China will also cut import tariffs for a range of other products including some high-tech components from January 2020 onwards, a step that comes as Beijing and Washington are aiming to close phase-one of their trade-deal.
The plan, approved by China’s Cabinet, will cut down tariffs for all trading partners on over 850 products to below the rates that most-favored nations enjoy, the Finance Ministry said Monday. ‘Most-favored-nation’ (MFN) rates are the lowest possible tariffs a country offers to its trading partners.
China has been hit by sever pork shortage after African Swine Fever tore through the country’s pig herds, leaving prices of the staple meat to more than double.
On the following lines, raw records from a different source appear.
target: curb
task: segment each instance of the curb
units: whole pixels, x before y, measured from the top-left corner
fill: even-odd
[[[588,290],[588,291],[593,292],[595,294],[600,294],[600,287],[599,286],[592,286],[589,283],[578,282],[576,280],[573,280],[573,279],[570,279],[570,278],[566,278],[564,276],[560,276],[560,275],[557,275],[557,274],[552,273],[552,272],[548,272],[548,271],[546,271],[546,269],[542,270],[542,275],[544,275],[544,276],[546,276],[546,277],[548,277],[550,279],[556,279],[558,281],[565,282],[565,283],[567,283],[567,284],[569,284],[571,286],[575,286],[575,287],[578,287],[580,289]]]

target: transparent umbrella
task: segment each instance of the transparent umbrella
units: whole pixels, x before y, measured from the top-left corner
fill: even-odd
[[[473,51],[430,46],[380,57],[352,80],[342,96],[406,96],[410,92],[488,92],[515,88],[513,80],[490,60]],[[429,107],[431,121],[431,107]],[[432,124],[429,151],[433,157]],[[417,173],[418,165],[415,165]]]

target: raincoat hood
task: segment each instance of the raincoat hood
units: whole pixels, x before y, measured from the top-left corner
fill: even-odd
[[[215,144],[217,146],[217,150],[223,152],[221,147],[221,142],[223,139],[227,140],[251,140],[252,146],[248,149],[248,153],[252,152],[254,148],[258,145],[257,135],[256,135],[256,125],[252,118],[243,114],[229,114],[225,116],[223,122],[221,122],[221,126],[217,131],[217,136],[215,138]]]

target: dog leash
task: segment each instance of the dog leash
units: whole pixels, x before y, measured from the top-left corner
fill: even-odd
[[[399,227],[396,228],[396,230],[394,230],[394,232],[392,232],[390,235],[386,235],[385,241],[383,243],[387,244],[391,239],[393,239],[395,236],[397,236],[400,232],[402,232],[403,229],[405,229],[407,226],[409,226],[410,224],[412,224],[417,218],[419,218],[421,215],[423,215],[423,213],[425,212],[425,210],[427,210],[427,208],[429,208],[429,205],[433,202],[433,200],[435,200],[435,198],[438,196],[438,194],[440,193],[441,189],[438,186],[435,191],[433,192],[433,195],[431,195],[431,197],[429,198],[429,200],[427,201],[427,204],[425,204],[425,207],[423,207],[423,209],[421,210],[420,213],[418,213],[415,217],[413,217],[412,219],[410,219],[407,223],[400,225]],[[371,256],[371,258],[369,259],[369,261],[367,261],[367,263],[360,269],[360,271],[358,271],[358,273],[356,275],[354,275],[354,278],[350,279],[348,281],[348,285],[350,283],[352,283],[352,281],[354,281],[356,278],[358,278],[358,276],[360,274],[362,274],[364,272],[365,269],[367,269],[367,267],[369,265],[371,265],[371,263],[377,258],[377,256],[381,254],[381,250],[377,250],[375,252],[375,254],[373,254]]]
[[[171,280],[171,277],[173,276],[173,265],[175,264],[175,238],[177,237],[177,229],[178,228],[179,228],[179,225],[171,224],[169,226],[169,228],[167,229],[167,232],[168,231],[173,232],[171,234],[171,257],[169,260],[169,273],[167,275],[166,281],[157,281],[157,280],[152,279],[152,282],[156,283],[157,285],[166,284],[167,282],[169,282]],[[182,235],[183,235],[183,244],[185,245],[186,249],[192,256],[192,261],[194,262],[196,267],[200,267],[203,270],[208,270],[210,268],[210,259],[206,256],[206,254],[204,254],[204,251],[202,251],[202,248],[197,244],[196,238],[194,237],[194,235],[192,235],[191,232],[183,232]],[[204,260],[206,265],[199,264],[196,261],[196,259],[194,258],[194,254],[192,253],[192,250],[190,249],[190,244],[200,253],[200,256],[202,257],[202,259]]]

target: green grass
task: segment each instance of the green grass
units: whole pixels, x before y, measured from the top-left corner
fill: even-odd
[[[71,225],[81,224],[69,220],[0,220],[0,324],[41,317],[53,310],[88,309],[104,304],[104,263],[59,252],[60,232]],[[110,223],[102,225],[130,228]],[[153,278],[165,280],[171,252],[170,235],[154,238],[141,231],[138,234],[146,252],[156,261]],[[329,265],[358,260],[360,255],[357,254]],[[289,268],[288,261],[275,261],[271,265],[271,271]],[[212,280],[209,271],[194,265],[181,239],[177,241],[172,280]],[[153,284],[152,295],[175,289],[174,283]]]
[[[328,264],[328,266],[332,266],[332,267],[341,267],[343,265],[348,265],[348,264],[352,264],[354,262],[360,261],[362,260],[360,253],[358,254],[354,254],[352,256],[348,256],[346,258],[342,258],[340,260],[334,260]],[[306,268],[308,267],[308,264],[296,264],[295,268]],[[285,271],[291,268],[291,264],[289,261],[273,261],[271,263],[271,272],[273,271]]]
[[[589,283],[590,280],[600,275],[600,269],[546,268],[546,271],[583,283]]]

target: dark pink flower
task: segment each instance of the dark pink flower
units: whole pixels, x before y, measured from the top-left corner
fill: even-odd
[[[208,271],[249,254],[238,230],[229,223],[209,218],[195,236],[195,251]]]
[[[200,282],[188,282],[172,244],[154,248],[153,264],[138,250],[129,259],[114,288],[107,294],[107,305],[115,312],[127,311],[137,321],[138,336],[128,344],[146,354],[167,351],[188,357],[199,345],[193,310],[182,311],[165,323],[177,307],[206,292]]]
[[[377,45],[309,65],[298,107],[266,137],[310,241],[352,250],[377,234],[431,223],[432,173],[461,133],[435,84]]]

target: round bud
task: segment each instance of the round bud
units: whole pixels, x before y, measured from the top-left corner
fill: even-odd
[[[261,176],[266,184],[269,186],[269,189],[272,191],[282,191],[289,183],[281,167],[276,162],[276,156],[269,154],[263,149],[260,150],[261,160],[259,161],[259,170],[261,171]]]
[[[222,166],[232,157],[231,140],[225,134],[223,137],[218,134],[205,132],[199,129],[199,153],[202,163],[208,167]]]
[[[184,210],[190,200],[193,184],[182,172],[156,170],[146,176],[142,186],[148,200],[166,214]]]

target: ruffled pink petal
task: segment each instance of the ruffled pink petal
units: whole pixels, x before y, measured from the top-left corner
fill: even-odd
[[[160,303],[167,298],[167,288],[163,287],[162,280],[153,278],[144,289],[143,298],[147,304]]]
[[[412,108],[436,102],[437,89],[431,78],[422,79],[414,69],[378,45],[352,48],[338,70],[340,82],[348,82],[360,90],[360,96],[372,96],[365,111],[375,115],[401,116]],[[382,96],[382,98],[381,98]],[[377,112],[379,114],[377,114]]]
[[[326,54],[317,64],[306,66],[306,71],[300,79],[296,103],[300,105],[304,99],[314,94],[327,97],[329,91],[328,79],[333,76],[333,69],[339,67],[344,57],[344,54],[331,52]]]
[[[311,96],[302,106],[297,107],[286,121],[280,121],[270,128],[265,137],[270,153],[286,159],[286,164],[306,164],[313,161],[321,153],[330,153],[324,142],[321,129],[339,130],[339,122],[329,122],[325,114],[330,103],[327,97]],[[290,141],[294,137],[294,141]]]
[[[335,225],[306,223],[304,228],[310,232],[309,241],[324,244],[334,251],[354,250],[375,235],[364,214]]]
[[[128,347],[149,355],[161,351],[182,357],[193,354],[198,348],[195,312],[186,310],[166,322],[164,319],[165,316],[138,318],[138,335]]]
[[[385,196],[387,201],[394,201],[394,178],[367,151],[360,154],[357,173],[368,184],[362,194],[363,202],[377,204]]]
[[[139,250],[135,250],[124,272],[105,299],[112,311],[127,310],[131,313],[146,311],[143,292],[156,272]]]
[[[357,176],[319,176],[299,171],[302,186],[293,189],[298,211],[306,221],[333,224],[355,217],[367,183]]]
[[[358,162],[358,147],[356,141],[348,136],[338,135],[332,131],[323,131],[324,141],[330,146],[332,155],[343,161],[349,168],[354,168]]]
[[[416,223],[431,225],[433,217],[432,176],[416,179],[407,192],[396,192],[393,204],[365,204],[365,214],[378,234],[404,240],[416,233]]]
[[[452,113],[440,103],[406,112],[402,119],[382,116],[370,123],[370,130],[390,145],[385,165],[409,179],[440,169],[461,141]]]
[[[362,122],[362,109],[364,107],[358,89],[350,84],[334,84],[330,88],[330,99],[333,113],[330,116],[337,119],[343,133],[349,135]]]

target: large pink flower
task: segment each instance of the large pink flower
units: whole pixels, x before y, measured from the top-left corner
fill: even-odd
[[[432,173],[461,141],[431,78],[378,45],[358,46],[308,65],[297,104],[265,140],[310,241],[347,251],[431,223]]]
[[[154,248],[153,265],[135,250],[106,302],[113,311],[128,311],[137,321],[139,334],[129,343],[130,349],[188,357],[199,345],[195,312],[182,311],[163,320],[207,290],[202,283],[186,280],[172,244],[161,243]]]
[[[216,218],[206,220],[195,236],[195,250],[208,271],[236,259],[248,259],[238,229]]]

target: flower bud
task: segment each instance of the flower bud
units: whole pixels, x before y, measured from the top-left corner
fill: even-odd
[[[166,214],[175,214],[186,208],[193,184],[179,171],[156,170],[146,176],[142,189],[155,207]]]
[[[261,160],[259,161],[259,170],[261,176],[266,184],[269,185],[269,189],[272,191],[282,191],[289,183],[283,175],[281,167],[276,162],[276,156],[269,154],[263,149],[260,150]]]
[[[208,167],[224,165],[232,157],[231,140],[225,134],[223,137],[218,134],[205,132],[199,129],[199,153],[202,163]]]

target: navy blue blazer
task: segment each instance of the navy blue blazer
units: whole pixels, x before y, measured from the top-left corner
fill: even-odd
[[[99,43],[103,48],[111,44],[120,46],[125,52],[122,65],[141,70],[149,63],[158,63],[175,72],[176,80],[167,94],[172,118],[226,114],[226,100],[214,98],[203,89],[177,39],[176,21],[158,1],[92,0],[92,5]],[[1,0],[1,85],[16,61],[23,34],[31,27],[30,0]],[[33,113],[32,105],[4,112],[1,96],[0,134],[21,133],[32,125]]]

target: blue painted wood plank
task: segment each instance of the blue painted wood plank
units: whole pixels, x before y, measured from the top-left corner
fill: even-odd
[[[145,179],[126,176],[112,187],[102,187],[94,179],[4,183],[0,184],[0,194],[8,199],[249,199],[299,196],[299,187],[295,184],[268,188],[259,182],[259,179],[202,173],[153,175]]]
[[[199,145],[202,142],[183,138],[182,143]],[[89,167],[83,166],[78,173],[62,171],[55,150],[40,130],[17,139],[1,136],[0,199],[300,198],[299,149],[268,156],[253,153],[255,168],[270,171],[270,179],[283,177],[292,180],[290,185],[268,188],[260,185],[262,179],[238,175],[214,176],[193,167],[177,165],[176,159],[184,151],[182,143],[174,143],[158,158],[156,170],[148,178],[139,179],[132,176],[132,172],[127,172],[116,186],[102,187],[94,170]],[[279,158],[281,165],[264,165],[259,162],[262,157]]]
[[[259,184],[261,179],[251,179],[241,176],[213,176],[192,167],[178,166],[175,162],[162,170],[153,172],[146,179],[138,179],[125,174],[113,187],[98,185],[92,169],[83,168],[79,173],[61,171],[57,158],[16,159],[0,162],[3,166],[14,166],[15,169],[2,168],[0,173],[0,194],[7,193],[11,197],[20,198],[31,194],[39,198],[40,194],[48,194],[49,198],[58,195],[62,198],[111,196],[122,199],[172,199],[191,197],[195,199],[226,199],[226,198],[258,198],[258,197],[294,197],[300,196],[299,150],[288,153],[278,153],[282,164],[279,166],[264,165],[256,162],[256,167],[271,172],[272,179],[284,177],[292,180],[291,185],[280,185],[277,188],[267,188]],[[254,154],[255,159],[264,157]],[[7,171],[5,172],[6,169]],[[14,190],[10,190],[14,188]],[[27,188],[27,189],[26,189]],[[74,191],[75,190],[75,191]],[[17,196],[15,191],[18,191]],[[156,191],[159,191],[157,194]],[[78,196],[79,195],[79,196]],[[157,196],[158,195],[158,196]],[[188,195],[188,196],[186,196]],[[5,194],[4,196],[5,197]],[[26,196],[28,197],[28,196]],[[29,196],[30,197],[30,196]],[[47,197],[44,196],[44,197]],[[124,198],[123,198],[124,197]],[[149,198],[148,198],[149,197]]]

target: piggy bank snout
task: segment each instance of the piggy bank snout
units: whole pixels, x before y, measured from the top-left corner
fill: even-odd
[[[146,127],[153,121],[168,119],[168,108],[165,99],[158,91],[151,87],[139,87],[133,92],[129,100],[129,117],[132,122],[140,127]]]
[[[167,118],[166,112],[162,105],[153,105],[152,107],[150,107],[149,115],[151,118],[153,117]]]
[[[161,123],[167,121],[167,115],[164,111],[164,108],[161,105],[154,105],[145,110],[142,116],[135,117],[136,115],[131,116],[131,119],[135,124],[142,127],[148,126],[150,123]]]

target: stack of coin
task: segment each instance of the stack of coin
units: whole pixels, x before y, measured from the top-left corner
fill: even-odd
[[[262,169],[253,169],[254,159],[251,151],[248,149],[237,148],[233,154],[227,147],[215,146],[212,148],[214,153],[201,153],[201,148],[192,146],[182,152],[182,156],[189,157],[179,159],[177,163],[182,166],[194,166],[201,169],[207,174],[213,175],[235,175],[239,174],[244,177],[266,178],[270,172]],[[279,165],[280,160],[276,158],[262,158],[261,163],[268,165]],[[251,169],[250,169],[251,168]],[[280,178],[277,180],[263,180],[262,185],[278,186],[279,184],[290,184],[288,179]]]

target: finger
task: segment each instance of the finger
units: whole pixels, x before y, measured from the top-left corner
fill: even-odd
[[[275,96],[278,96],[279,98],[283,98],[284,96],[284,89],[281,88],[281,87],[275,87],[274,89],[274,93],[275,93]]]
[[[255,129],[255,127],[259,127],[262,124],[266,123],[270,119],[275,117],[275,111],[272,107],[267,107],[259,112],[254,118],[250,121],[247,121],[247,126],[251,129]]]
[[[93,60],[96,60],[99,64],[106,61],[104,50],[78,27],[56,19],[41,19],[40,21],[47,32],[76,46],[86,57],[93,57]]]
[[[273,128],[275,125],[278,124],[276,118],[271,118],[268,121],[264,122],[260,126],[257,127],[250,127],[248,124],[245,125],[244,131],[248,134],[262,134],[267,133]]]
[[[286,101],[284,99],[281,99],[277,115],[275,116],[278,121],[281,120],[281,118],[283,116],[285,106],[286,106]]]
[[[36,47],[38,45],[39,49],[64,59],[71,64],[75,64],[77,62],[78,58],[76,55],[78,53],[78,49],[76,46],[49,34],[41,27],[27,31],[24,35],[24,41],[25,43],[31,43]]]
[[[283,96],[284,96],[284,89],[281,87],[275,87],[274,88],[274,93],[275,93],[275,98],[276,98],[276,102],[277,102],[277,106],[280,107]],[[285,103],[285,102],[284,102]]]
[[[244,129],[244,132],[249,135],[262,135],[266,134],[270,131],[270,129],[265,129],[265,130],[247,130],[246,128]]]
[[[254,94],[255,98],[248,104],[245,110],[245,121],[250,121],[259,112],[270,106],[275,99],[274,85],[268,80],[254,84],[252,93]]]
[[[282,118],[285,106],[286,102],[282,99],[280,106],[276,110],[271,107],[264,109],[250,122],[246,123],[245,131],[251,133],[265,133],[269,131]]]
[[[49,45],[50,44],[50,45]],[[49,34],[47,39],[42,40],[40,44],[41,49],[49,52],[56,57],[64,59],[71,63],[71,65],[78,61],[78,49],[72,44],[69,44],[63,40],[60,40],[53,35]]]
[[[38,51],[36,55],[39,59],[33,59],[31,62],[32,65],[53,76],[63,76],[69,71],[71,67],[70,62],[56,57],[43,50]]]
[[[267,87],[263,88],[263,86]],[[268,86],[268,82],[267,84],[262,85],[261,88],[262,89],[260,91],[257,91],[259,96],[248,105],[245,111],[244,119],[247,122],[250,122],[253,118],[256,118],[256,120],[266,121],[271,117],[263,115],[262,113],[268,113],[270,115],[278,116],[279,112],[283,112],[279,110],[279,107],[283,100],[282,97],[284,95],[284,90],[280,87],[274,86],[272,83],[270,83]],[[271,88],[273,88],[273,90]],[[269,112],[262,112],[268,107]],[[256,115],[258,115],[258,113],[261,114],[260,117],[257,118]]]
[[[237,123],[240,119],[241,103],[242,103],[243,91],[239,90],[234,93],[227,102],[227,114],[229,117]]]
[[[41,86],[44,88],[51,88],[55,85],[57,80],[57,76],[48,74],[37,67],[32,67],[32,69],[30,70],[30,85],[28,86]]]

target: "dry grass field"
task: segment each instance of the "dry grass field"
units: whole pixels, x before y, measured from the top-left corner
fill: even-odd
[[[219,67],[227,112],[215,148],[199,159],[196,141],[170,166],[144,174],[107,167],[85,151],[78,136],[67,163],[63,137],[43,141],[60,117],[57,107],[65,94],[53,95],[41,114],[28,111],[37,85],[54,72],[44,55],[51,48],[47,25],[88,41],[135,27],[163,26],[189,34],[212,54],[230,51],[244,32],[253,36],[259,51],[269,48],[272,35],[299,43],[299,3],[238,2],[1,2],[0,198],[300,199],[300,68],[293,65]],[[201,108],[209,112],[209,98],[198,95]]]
Monday’s announcement said tariffs on frozen pork will drop from 12 per cent to 8 per cent from January 1.
Other products which will have lower import tariffs include food products like fish, cheese and nuts.
Beijing will further reduce the tariffs for commodities including ferroniobium and multi-component integrated circuit memories to expand the imports of advanced technologies, equipment and spare parts. The tariff cut in the segment will come into effect from July 1 next year.
Goods from countries including New Zealand, Peru, Costa Rica, Switzerland, Iceland, Australia, South Korea, and Pakistan will also be subject to even lower levies under re-negotiated bilateral trade agreements, according to the statement.
Earlier this month, the two sides announced a mini-agreement to reduce some levies in a bruising trade war, which has dragged on global growth.
Last week, China said that a list of US chemicals that will be exempted from import tariffs, including certain types of industrial glue and adhesives, industrial polymers and types of paraffin, which can be found in cosmetics and food.